Learning good study habits will serve well in school, as well as in a professional career and beyond. By understanding how to manage time, information, and materials, students will gain the skills they need to be organized and efficient and gain a toolkit of strategies for completing their homework each day. Having these skills will help tackle assessments in the classroom and can reduce test anxiety while increasing confidence and competence. Here are a few key study habits.
- Mastering time management – Outside of school, in addition to completing homework and studying, students are often busy with extracurricular activities, jobs, and family responsibilities. They spend an average of 25 hours or less per week in class, but it is critical that time outside of school is spent just as wisely. Learning how to use time in an effective manner that avoids distractions, are skills that take practice and are great assets to being a successful student.

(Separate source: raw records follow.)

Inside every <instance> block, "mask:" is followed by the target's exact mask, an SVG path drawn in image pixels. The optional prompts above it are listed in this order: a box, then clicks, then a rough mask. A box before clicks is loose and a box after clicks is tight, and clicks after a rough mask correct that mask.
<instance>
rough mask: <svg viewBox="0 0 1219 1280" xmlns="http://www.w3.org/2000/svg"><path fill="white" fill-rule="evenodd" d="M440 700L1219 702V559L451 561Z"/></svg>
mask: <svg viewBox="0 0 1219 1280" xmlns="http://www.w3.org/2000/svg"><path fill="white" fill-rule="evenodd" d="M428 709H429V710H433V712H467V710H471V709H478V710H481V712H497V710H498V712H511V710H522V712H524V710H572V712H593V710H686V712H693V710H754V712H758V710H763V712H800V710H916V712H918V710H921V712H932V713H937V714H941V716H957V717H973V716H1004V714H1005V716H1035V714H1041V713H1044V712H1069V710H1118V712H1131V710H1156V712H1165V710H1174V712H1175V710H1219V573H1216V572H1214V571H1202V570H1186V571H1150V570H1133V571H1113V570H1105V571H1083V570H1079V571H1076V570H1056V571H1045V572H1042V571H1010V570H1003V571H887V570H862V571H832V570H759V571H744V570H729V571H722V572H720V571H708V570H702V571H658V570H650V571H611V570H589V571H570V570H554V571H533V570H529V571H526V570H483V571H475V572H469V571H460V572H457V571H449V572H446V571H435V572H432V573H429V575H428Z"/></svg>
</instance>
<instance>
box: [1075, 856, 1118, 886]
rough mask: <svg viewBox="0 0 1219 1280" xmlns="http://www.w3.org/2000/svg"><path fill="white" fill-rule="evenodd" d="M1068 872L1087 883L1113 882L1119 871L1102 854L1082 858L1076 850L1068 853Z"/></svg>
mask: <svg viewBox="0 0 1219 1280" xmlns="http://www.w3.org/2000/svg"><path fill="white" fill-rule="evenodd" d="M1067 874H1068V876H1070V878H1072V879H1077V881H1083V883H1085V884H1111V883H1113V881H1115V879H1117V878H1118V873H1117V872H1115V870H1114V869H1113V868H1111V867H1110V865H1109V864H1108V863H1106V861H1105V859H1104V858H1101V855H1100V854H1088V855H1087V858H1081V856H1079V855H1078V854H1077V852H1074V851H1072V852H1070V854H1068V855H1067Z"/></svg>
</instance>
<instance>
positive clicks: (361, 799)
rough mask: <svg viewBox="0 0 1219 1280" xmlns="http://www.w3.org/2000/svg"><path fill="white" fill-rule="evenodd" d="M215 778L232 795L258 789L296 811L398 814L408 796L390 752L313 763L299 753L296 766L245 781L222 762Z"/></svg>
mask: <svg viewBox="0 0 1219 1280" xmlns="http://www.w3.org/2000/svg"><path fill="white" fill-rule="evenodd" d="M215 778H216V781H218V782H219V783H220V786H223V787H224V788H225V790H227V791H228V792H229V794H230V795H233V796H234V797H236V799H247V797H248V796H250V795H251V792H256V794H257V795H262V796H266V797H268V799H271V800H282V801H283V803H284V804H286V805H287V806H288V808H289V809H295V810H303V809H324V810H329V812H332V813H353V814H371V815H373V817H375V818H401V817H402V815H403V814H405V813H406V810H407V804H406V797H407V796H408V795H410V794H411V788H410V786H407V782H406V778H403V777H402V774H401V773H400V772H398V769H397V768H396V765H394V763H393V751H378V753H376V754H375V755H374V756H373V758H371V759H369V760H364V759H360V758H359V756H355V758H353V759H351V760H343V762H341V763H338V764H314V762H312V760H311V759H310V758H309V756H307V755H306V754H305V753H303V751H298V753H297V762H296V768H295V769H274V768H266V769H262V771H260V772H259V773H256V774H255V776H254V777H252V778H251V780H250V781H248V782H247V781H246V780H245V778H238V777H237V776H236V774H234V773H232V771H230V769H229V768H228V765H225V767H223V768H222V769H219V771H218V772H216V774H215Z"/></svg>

- Use a planner – Students are encouraged to use a planner to record their homework, long-term projects, and upcoming tests and quizzes. Planners, calendars, and dry erase boards assist students in tracking assignments and thus lead to improved time management.
- Organize materials – Having an organized backpack, locker, and study space at home will help students to form successful study habits. They may benefit from color-coded folders, notebooks, or bins at home dedicated to completed homework; becoming organized can save valuable time.
- Practice good note taking – When students work diligently in the classroom, they are more prepared on what to study and how to study. Effective listening strategies, practical note taking skills, and following directions closely all aid students in managing critical information. If students are visual learners, they may benefit from writing their notes in different colored pens or on colored index cards. Also, it may be helpful to rewrite notes taken in class every night as a form of review.
- Review notes daily – Instead of cramming the night before a test, students should get into the habit of reviewing their notes for each class nightly. This study habit is especially helpful with classes that require students to show competencies in their required health care program, as it allows students to study terms in manageable chunks. This reinforces students’ learning and builds toward mastery of the subject.
- Create study guides and flash cards – By going through class notes, handouts, and textbooks and writing down the pertinent information in the form of a study guide, students will be better prepared for tests. They can then use these study guides to quiz themselves and to gauge how well they know the information. Reading and re-writing the most important definitions, concepts, and themes helps imprint this information in students’ brains. Similarly, writing flashcards and reviewing them either on their own or with a peer or parent is an excellent study strategy.
- Study with a partner – Enlisting the help of a friend or partner to study not only makes reviewing more fun, but it enhances what students have learned while studying on their own. It can be especially beneficial for a student to act as the teacher and to teach their friends and family what they learned in class that day.
- Take breaks – Taking scheduled, short breaks while studying not only helps prevent fatigue, but it better allows the brain to retain information a student has been studying. It may be helpful to set a timer so that breaks don’t extend beyond five to ten minutes. When returning from a break, students should review the information they previously studied before moving onto something new.
Honing these study skills can prevent students from becoming discouraged and overwhelmed. It is never too late to learn these skills, as they often become second nature when students are persistent and practice them daily. Developing good study habits not only improves schoolwork, but it equips students for the rigors of college work and beyond.